If its the latter then I can see an awesome army in the making - and I will definatly watch this one!


----------



## subtlejoe (Sep 23, 2008)

OMG! are you mental. lol. it'll take you years to make all those flying squigles. however i have bore witness to a full unit of rippers kill a whole terminator unit in a turn, much laughter was had!


----------



## Phenious (Jun 10, 2009)

What you need to do is see if you can gather all those little ripper bits that non of the other Big Nid players are going to use for real cheap.
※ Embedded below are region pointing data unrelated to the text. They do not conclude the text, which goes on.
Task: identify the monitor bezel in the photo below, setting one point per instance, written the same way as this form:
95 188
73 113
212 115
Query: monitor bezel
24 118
I mean with people just so enthralled with the Tervi and Trygons, why would they need something so small, they obviously wish to go with the big bad hurts.


----------



## HandOfNephthys (Aug 18, 2009)

So, finally got a video onto youtube for the first time in about 4 years...
It shows my first sky slasher base, and some of my other zombie-DG + My flyrant I made quite a while ago.


----------



## The Laughing God (Mar 9, 2010)

Cool idea, I have always thought it would be fun to max out on ripper swarms.

Keep it up!


----------



## HandOfNephthys (Aug 18, 2009)

Thanks The Laughing God, and welcome to heresy!

Quick update guys, I got a second Sky slasher swarm 90% built, and it involves a crushed space marine that is still alive, and a slasher with feeder tendrils...


----------



## Brother Azeek (Mar 29, 2009)

Pics or it didnt happen!

In all seriousness, I have this bookmarked and I cant wait to see frther updates!


----------



## HandOfNephthys (Aug 18, 2009)

Wuw, tis thing is cool!
lulawfbbqlolololololol
Pwnzers!
First!
Okay... now that I got my newbie threadromancy problems out of the way, I might as well give you guys a small update:





that is all.


----------